# Memory Management

In [14]:
import numpy as np
import cupy  as cp
from numba import vectorize, cuda

## Managing GPU Memory

Idea: allocate things to GPU memory, apply ufuncs, and get the results back from GPU memory

In [3]:
@vectorize(["float32(float32, float32)"], target='cuda')
def add_ufunc(x, y):
    return x + y

In [4]:
n = 100000
x = np.arange(n).astype(np.float32)
y = 2 * x

In [5]:
%timeit add_ufunc(x, y) # Baseline performance with host arrays

1.57 ms ± 220 µs per loop (mean ± std. dev. of 7 runs, 1 loop each)


There are two ways that we can create GPU arrays to pass to Numba to avoid copy overhead
- Numba (not as fully features as CuPy, but may be useful if you don't need the rest of CuPy for your application)
- CuPy

In [8]:
x_device = cuda.to_device(x)
y_device = cuda.to_device(y)

print(x_device)
print(x_device.shape)
print(x_device.dtype)

<numba.cuda.cudadrv.devicearray.DeviceNDArray object at 0x7fa4e80547f0>
(100000,)
float32


In [9]:
%timeit add_ufunc(x_device, y_device)

608 µs ± 1.39 µs per loop (mean ± std. dev. of 7 runs, 1000 loops each)
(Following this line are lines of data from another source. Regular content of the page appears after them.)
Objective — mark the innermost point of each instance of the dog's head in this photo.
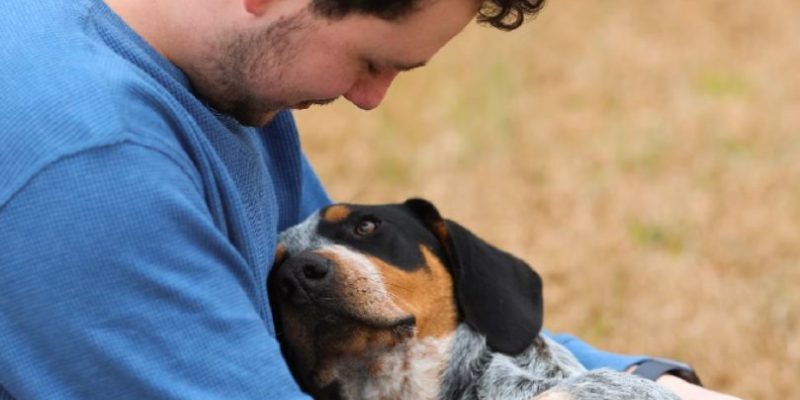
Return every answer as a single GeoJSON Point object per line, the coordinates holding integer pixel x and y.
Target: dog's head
{"type": "Point", "coordinates": [353, 280]}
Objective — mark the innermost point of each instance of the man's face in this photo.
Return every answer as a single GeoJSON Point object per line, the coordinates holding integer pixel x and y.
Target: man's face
{"type": "Point", "coordinates": [298, 58]}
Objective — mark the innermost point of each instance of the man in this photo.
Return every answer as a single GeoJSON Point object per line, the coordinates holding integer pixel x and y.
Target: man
{"type": "Point", "coordinates": [147, 163]}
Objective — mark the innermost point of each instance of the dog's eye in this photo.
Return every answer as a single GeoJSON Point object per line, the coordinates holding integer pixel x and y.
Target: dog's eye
{"type": "Point", "coordinates": [366, 227]}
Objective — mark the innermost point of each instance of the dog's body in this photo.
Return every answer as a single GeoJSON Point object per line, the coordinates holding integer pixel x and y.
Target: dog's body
{"type": "Point", "coordinates": [394, 302]}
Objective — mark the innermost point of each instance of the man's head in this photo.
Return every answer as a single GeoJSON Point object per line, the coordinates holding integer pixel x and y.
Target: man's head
{"type": "Point", "coordinates": [253, 58]}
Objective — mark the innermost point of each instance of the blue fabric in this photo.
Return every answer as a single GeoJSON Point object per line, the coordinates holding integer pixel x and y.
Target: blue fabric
{"type": "Point", "coordinates": [137, 225]}
{"type": "Point", "coordinates": [592, 358]}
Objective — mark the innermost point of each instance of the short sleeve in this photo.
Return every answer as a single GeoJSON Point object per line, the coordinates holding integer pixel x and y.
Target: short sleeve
{"type": "Point", "coordinates": [116, 284]}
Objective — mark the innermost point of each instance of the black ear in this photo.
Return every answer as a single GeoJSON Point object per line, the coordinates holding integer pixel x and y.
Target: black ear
{"type": "Point", "coordinates": [498, 294]}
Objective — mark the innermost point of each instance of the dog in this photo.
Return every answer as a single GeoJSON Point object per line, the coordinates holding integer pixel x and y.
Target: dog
{"type": "Point", "coordinates": [395, 302]}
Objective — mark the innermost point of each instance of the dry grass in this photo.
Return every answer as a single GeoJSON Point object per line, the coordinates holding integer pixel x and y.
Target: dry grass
{"type": "Point", "coordinates": [644, 156]}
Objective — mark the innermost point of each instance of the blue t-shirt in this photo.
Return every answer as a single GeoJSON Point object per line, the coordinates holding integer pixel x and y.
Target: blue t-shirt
{"type": "Point", "coordinates": [137, 225]}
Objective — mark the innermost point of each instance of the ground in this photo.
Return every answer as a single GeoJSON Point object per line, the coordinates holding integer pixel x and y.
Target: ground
{"type": "Point", "coordinates": [643, 156]}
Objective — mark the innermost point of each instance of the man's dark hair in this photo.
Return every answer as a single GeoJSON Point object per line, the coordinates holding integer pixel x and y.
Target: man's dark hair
{"type": "Point", "coordinates": [502, 14]}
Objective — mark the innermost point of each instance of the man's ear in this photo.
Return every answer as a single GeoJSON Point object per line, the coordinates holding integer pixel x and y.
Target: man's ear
{"type": "Point", "coordinates": [498, 294]}
{"type": "Point", "coordinates": [256, 7]}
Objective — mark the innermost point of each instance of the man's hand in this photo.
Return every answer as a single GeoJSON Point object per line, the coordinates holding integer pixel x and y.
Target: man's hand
{"type": "Point", "coordinates": [688, 391]}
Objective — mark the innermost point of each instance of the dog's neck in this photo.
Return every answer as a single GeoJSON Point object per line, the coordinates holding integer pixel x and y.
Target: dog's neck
{"type": "Point", "coordinates": [410, 370]}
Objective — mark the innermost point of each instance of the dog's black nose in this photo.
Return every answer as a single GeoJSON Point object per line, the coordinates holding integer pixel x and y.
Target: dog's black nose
{"type": "Point", "coordinates": [304, 274]}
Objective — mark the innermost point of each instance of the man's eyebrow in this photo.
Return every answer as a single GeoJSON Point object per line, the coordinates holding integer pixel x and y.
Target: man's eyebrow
{"type": "Point", "coordinates": [407, 67]}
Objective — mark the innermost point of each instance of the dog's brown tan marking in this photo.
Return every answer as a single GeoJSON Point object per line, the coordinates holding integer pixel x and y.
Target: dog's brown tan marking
{"type": "Point", "coordinates": [335, 214]}
{"type": "Point", "coordinates": [426, 293]}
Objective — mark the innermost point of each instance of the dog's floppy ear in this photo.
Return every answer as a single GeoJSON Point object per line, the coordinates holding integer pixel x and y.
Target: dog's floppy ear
{"type": "Point", "coordinates": [498, 294]}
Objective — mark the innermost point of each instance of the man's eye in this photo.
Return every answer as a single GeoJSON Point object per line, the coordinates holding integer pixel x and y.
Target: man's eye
{"type": "Point", "coordinates": [366, 227]}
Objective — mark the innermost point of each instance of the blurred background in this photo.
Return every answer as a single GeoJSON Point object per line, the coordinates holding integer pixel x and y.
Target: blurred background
{"type": "Point", "coordinates": [643, 156]}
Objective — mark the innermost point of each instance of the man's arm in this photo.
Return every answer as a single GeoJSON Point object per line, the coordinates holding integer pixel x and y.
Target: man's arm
{"type": "Point", "coordinates": [116, 284]}
{"type": "Point", "coordinates": [592, 358]}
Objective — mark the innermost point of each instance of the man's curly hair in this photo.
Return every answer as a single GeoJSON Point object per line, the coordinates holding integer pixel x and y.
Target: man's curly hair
{"type": "Point", "coordinates": [502, 14]}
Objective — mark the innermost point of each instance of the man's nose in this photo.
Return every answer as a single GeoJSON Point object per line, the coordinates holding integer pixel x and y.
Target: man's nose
{"type": "Point", "coordinates": [367, 93]}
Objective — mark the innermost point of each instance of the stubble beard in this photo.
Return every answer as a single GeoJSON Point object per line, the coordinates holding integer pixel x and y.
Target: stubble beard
{"type": "Point", "coordinates": [238, 61]}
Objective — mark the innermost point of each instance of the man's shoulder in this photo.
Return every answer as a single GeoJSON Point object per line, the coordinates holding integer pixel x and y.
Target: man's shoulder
{"type": "Point", "coordinates": [65, 91]}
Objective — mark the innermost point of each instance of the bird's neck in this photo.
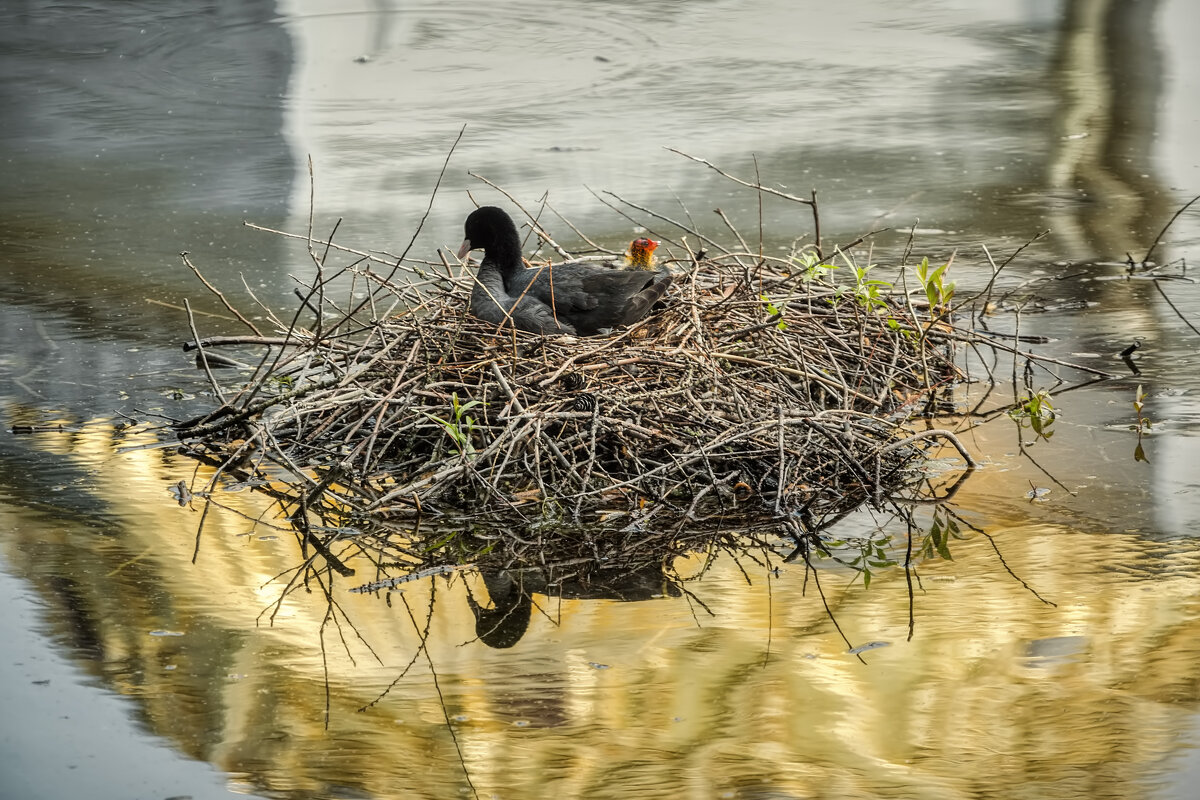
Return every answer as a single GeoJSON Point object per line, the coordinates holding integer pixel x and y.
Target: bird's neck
{"type": "Point", "coordinates": [504, 256]}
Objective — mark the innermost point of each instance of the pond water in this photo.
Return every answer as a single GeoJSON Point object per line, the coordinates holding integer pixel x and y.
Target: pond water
{"type": "Point", "coordinates": [1054, 656]}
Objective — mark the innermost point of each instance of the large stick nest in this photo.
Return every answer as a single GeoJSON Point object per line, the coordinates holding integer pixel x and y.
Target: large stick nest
{"type": "Point", "coordinates": [756, 391]}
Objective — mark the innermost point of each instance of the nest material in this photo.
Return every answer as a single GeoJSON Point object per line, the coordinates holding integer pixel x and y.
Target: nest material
{"type": "Point", "coordinates": [754, 392]}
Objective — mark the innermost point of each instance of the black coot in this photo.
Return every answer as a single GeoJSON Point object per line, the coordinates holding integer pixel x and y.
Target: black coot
{"type": "Point", "coordinates": [575, 298]}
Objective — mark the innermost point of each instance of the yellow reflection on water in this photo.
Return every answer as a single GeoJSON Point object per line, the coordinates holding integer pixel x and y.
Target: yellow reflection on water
{"type": "Point", "coordinates": [741, 687]}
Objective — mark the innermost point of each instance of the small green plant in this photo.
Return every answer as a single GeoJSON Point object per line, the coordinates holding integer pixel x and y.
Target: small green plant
{"type": "Point", "coordinates": [1037, 411]}
{"type": "Point", "coordinates": [461, 427]}
{"type": "Point", "coordinates": [937, 541]}
{"type": "Point", "coordinates": [939, 292]}
{"type": "Point", "coordinates": [811, 265]}
{"type": "Point", "coordinates": [1141, 423]}
{"type": "Point", "coordinates": [868, 292]}
{"type": "Point", "coordinates": [873, 555]}
{"type": "Point", "coordinates": [773, 310]}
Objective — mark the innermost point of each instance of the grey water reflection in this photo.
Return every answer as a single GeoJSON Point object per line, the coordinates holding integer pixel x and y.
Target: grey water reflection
{"type": "Point", "coordinates": [133, 132]}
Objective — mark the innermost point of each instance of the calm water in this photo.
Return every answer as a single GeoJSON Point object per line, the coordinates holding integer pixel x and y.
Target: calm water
{"type": "Point", "coordinates": [135, 133]}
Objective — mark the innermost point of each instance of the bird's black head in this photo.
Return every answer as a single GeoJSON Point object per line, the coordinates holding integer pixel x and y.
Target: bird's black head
{"type": "Point", "coordinates": [487, 227]}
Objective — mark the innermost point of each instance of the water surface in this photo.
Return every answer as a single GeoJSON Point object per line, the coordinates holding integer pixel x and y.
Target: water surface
{"type": "Point", "coordinates": [135, 133]}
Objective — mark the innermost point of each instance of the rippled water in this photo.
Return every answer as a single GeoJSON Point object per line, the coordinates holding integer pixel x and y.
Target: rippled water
{"type": "Point", "coordinates": [138, 132]}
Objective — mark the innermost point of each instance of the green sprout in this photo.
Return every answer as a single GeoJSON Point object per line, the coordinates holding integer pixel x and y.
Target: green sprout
{"type": "Point", "coordinates": [461, 427]}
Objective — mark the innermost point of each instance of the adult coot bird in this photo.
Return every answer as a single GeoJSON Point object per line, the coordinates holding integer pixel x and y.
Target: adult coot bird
{"type": "Point", "coordinates": [574, 298]}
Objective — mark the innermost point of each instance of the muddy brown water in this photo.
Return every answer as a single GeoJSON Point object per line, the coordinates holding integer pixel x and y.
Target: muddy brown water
{"type": "Point", "coordinates": [133, 133]}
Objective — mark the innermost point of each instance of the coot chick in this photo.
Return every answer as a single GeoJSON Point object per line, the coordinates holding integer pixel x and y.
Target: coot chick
{"type": "Point", "coordinates": [641, 254]}
{"type": "Point", "coordinates": [575, 298]}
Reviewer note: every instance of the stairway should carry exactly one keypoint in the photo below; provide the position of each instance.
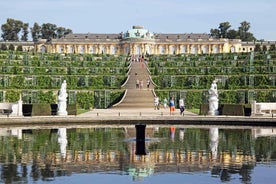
(137, 97)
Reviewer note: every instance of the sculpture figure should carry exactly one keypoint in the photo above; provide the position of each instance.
(213, 99)
(62, 100)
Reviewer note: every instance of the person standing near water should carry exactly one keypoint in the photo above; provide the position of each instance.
(171, 105)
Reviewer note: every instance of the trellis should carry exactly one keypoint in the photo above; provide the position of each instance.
(102, 99)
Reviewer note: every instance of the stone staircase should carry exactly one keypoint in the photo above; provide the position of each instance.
(137, 98)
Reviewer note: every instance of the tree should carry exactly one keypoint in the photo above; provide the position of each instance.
(257, 48)
(215, 33)
(4, 47)
(264, 48)
(19, 48)
(223, 27)
(48, 31)
(224, 32)
(61, 31)
(272, 47)
(25, 32)
(232, 34)
(243, 32)
(11, 47)
(36, 32)
(11, 29)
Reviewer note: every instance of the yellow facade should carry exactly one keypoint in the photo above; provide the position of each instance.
(139, 41)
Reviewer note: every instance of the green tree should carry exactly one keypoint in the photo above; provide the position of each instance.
(61, 31)
(272, 47)
(48, 31)
(36, 32)
(25, 32)
(264, 48)
(215, 33)
(257, 48)
(232, 34)
(4, 46)
(11, 29)
(11, 47)
(19, 48)
(223, 27)
(244, 33)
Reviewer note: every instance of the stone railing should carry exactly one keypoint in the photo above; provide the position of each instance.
(11, 109)
(263, 108)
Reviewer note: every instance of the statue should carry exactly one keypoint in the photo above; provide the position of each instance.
(62, 140)
(213, 99)
(62, 100)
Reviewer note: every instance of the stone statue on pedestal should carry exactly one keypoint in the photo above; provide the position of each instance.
(213, 99)
(62, 100)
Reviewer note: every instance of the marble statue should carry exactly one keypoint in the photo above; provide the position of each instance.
(62, 100)
(213, 99)
(62, 140)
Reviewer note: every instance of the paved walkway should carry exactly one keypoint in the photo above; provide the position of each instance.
(135, 112)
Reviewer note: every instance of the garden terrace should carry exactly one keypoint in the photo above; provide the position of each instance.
(38, 77)
(242, 77)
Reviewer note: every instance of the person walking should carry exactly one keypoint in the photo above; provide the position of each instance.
(156, 103)
(148, 83)
(171, 105)
(165, 103)
(181, 106)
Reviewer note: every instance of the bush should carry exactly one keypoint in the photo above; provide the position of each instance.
(233, 109)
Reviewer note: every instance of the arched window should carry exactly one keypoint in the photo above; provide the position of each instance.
(161, 50)
(204, 49)
(112, 50)
(43, 49)
(183, 49)
(60, 49)
(70, 49)
(172, 49)
(91, 50)
(81, 49)
(215, 49)
(127, 51)
(194, 49)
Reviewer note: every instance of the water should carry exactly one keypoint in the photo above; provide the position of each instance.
(174, 154)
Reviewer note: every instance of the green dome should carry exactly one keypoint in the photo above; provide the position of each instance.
(138, 32)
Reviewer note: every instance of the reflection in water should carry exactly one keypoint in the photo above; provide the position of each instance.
(214, 137)
(62, 140)
(227, 154)
(181, 133)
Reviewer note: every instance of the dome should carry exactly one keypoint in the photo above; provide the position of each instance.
(138, 32)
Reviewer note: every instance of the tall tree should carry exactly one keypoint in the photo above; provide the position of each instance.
(215, 33)
(48, 31)
(11, 29)
(243, 30)
(223, 27)
(25, 32)
(61, 31)
(232, 34)
(36, 32)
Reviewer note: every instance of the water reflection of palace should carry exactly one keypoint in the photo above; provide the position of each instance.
(185, 151)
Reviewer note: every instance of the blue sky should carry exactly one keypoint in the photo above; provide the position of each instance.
(159, 16)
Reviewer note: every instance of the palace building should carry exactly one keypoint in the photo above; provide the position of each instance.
(138, 41)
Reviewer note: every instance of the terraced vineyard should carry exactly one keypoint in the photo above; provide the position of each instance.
(95, 80)
(37, 77)
(242, 77)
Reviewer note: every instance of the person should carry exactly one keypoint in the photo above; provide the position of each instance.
(156, 103)
(141, 84)
(148, 83)
(165, 101)
(137, 84)
(171, 104)
(181, 106)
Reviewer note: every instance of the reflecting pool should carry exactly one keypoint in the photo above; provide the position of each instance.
(173, 154)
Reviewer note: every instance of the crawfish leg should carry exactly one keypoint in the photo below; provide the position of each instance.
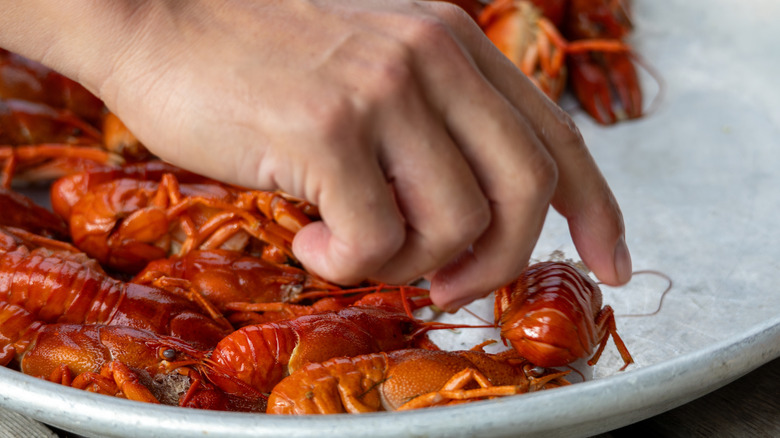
(453, 391)
(127, 381)
(605, 323)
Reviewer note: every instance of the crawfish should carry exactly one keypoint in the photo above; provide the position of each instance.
(56, 283)
(534, 44)
(21, 212)
(253, 359)
(113, 360)
(22, 78)
(38, 142)
(235, 282)
(126, 222)
(553, 315)
(606, 84)
(406, 379)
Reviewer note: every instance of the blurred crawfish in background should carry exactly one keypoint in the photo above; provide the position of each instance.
(576, 41)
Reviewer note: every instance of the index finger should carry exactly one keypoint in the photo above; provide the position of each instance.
(582, 195)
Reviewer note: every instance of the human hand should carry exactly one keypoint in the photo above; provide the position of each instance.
(427, 152)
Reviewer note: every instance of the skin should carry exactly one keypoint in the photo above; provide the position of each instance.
(427, 151)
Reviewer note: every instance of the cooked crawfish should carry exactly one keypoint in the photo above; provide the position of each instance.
(534, 44)
(40, 143)
(406, 379)
(55, 283)
(125, 223)
(113, 360)
(21, 78)
(553, 315)
(233, 281)
(19, 211)
(250, 361)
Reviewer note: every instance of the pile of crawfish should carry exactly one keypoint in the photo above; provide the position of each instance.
(579, 43)
(152, 283)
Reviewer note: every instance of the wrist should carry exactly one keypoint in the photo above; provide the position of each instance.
(82, 39)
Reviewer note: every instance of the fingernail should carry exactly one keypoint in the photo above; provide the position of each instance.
(454, 306)
(623, 267)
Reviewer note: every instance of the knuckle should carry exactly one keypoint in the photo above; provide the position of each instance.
(427, 28)
(450, 13)
(329, 117)
(465, 228)
(391, 73)
(362, 255)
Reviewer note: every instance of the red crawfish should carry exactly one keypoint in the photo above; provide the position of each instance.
(19, 211)
(58, 284)
(535, 45)
(127, 222)
(233, 280)
(250, 361)
(406, 379)
(553, 315)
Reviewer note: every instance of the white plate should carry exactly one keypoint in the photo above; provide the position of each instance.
(699, 184)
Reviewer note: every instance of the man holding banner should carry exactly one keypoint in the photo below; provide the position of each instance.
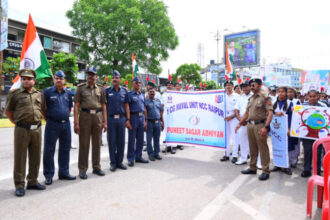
(240, 109)
(259, 114)
(231, 122)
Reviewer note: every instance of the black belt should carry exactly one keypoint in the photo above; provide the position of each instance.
(117, 116)
(140, 114)
(59, 121)
(253, 122)
(91, 111)
(153, 120)
(28, 127)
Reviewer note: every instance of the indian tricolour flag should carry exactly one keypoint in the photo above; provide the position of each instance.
(33, 55)
(135, 67)
(229, 59)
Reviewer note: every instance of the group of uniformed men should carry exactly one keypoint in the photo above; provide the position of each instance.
(113, 109)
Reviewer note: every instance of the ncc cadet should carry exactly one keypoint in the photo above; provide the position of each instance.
(118, 116)
(56, 108)
(23, 108)
(259, 114)
(90, 99)
(155, 122)
(137, 120)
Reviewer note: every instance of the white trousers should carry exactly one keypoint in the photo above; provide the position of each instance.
(230, 133)
(244, 143)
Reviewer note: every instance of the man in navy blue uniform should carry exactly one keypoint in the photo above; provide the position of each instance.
(56, 108)
(118, 116)
(155, 122)
(136, 134)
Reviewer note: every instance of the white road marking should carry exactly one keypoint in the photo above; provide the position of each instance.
(216, 204)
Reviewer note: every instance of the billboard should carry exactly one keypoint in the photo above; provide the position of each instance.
(244, 48)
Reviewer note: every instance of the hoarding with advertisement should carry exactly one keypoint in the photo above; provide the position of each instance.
(244, 48)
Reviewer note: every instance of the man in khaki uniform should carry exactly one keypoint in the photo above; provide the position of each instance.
(259, 114)
(23, 108)
(90, 99)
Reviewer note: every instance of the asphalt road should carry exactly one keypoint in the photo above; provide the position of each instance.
(192, 184)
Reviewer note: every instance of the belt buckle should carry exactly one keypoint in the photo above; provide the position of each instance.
(33, 127)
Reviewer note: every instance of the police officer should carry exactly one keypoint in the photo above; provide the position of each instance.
(259, 114)
(23, 108)
(155, 122)
(56, 108)
(137, 120)
(118, 116)
(90, 99)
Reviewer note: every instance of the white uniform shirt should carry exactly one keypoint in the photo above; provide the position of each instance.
(242, 103)
(231, 101)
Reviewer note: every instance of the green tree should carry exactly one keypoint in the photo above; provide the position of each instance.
(65, 62)
(189, 73)
(111, 30)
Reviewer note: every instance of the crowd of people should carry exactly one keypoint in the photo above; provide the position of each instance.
(113, 109)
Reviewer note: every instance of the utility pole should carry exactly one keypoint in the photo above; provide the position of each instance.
(1, 55)
(217, 38)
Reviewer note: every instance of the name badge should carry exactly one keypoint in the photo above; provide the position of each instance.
(33, 127)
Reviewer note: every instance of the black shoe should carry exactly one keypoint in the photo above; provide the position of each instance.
(224, 158)
(37, 186)
(99, 172)
(173, 150)
(48, 181)
(306, 174)
(83, 175)
(275, 169)
(264, 176)
(248, 171)
(141, 160)
(152, 158)
(113, 168)
(287, 171)
(66, 177)
(20, 192)
(167, 150)
(122, 166)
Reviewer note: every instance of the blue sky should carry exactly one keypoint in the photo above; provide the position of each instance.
(299, 30)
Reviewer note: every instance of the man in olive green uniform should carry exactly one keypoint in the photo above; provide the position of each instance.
(90, 99)
(259, 114)
(23, 108)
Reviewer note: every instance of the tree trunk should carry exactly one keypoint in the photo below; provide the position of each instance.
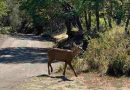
(97, 16)
(127, 24)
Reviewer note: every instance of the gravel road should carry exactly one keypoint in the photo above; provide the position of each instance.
(22, 57)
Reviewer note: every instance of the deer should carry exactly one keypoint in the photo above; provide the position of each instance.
(63, 55)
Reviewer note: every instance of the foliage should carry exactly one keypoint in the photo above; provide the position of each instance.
(107, 54)
(3, 8)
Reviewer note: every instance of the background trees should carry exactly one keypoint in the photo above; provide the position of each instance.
(88, 16)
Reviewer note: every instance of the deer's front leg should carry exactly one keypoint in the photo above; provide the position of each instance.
(48, 68)
(65, 68)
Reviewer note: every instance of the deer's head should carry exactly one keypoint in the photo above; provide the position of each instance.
(76, 49)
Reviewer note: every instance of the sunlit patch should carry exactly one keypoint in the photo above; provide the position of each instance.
(8, 56)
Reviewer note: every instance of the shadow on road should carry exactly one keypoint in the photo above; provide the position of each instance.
(63, 78)
(23, 55)
(33, 37)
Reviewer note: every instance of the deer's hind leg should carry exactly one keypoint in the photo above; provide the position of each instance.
(51, 68)
(48, 68)
(65, 68)
(72, 69)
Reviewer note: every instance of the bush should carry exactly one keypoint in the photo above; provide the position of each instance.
(107, 54)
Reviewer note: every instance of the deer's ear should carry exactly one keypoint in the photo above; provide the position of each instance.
(74, 44)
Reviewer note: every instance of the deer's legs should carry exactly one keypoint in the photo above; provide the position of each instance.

Further improvement: create the output buffer with teh numba.cuda.device_array() function
- avoid copy things back from GPU to CPU

In [10]:
out_device = cuda.device_array(shape=(n,), dtype = np.float32)

In [12]:
%timeit add_ufunc(x_device, y_device, out=out_device)

519 µs ± 2.2 µs per loop (mean ± std. dev. of 7 runs, 1000 loops each)


when you want to get things back from GPU

In [13]:
out_host = out_device.copy_to_host()
print(out_host[:10])

[ 0.  3.  6.  9. 12. 15. 18. 21. 24. 27.]


## CuPy interoperability

Recent versions of CuPy(>=4.5) support Numba's generic CUDA array interace

We can see this on a CuPy array, by looking for the `__cuda_array_interface__` attributes

In [18]:
x_cp = cp.asarray(x)
y_cp = cp.asarray(y)
out_cp = cp.empty_like(y_cp)

x_cp.__cuda_array_interface__

{'shape': (100000,),
 'typestr': '<f4',
 'descr': [('', '<f4')],
 'data': (140345635904512, False),
 'version': 0}

This describes the CuPy array in a portable way so that other package, like Numba, can use it:

In [19]:
add_ufunc(x_cp, y_cp, out=out_cp)
print(out_cp[:10])

[ 0.  3.  6.  9. 12. 15. 18. 21. 24. 27.]


And it runs the same speed as using the Numba device allocation

In [20]:
%timeit add_ufunc(x_cp, y_cp, out=out_cp)

519 µs ± 6.8 µs per loop (mean ± std. dev. of 7 runs, 1000 loops each)